Sorry it was to be referred to another question I had in a different thread.

HallsofIvy

Apr9-04, 10:50 AM

Consider the equation y=a(x-r1)(x+r2) for problem 2 & 4.
Problem 2. State the coordinates of the vertex.
Problem 4. State the value of the discruminant.

Problem 14. Solve: sqrt(x-4) + 10 = sqrt(x+4)

Problem 22.
Find integers b and c such that the equation x^3+bx^2+cx-10=0 has -2+i as a root.

Problem 23. If P(x) is a cibic polynomial such that P(-3)=P(-1)=P(2)=0 and P(0)=6, find P(x).

(2) Multiply a(x-r1)(x+r2) out and complete the square to find the vertex.

(4) You got a quadratic when you multiplied in (2) so just use the formula for the discriminant from the quadratic formula.

(14) Square both sides to get rid of (one of) the square roots. If you still have a square root left, square again!

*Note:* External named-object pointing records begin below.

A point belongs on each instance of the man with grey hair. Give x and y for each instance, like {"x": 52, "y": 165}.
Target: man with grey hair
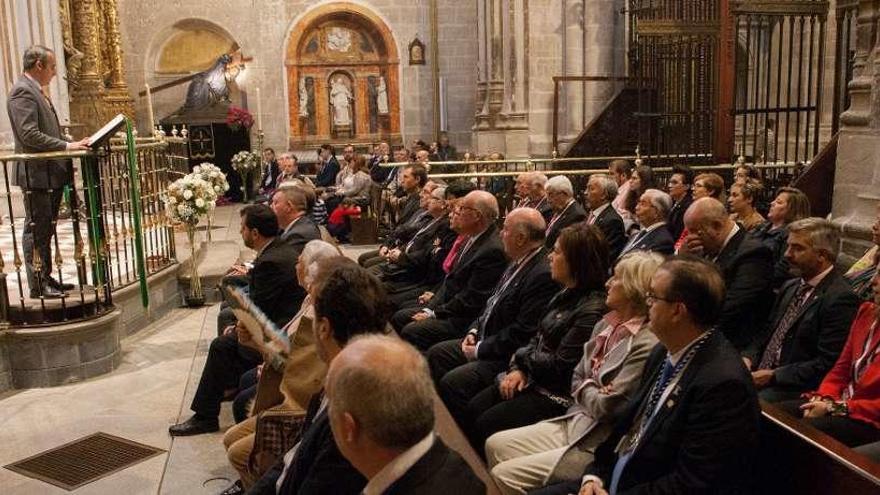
{"x": 475, "y": 263}
{"x": 463, "y": 367}
{"x": 810, "y": 320}
{"x": 745, "y": 264}
{"x": 380, "y": 400}
{"x": 601, "y": 191}
{"x": 530, "y": 188}
{"x": 566, "y": 211}
{"x": 651, "y": 211}
{"x": 36, "y": 129}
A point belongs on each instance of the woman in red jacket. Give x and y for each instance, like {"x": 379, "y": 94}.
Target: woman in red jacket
{"x": 847, "y": 403}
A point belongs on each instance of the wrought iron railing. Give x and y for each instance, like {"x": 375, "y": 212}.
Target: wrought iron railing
{"x": 105, "y": 238}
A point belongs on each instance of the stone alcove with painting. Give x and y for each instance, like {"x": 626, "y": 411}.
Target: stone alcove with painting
{"x": 342, "y": 79}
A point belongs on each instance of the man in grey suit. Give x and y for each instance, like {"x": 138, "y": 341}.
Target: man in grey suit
{"x": 36, "y": 129}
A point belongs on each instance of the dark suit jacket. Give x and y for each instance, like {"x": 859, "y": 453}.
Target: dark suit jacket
{"x": 303, "y": 231}
{"x": 746, "y": 265}
{"x": 514, "y": 319}
{"x": 272, "y": 282}
{"x": 36, "y": 129}
{"x": 611, "y": 225}
{"x": 469, "y": 284}
{"x": 575, "y": 213}
{"x": 318, "y": 467}
{"x": 815, "y": 339}
{"x": 441, "y": 471}
{"x": 675, "y": 218}
{"x": 658, "y": 240}
{"x": 704, "y": 437}
{"x": 327, "y": 176}
{"x": 550, "y": 357}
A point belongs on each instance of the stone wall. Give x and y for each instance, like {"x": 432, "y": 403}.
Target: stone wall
{"x": 262, "y": 28}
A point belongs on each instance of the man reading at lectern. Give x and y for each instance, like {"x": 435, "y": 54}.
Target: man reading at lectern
{"x": 36, "y": 129}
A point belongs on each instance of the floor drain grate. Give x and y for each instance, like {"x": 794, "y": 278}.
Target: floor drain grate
{"x": 83, "y": 461}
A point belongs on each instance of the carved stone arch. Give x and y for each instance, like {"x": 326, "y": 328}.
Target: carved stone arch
{"x": 349, "y": 39}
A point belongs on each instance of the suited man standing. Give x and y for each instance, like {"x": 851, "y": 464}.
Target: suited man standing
{"x": 601, "y": 191}
{"x": 745, "y": 264}
{"x": 392, "y": 442}
{"x": 476, "y": 263}
{"x": 36, "y": 129}
{"x": 651, "y": 211}
{"x": 566, "y": 210}
{"x": 693, "y": 426}
{"x": 464, "y": 367}
{"x": 810, "y": 319}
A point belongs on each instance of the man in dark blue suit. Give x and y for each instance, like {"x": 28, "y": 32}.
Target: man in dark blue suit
{"x": 651, "y": 211}
{"x": 693, "y": 426}
{"x": 810, "y": 320}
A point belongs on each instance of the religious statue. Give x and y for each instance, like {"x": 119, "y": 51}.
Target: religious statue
{"x": 303, "y": 98}
{"x": 340, "y": 99}
{"x": 382, "y": 97}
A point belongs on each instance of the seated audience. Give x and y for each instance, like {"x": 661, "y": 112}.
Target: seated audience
{"x": 302, "y": 372}
{"x": 348, "y": 301}
{"x": 679, "y": 187}
{"x": 744, "y": 263}
{"x": 605, "y": 379}
{"x": 705, "y": 185}
{"x": 380, "y": 401}
{"x": 808, "y": 325}
{"x": 327, "y": 167}
{"x": 620, "y": 171}
{"x": 641, "y": 179}
{"x": 463, "y": 367}
{"x": 847, "y": 403}
{"x": 790, "y": 204}
{"x": 742, "y": 198}
{"x": 651, "y": 213}
{"x": 421, "y": 268}
{"x": 566, "y": 210}
{"x": 476, "y": 261}
{"x": 339, "y": 223}
{"x": 530, "y": 189}
{"x": 538, "y": 377}
{"x": 693, "y": 426}
{"x": 412, "y": 218}
{"x": 601, "y": 189}
{"x": 861, "y": 273}
{"x": 273, "y": 287}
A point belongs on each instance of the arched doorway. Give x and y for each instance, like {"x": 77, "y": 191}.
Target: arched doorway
{"x": 342, "y": 78}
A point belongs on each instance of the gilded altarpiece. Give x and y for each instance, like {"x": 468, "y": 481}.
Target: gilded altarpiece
{"x": 342, "y": 81}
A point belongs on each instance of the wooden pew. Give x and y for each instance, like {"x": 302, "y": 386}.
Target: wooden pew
{"x": 797, "y": 458}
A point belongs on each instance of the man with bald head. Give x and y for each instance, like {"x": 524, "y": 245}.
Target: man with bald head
{"x": 381, "y": 408}
{"x": 463, "y": 367}
{"x": 475, "y": 263}
{"x": 744, "y": 262}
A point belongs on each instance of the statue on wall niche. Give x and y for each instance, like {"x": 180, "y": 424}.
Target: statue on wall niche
{"x": 382, "y": 97}
{"x": 303, "y": 98}
{"x": 340, "y": 100}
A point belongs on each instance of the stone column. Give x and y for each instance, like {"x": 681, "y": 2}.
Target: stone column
{"x": 118, "y": 98}
{"x": 857, "y": 178}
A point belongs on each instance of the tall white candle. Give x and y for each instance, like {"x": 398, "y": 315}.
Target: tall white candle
{"x": 259, "y": 112}
{"x": 150, "y": 110}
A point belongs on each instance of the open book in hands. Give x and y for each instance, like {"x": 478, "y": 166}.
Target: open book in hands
{"x": 264, "y": 334}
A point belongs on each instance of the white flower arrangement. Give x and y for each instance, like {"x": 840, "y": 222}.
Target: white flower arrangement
{"x": 189, "y": 198}
{"x": 213, "y": 175}
{"x": 245, "y": 161}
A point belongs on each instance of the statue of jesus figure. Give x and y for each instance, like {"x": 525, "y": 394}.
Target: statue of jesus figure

(22) Assuming that b and c are supposed to be real numbers, then for the polynomial equation to have -2+i as a root, it must also have -2-i as a root. Now you know a and b in x^3+bx^2+cx-10= (x-a)(x-b)(x-c). Choose c so that -abc= -10.

(23) Just as the easiest way to solve a polynomial equation is to factor the polynomial, so a cubic with roots a, b, c can be written as (x-a)(x-b)(x-c).

mustang

Apr10-04, 04:48 PM

Problem 14.
This is what i have done:
(sqrt[x-4]+10)^2=(x+4)^2
x-4+20sqrt(x-4)+100=x+4
20sqrt(x-4)=92
400(x-4) = 8,464 --I squared both sides.
400x-1600=8464
400x=10,064
x=25.16

Is this right??

Problem 22.
This is what I have done:
x^3+bx^2+cx-10= (x-a)(x-b)(x-c)
Would i input the values -2+i and -2-i for a and b. TO find the value for c???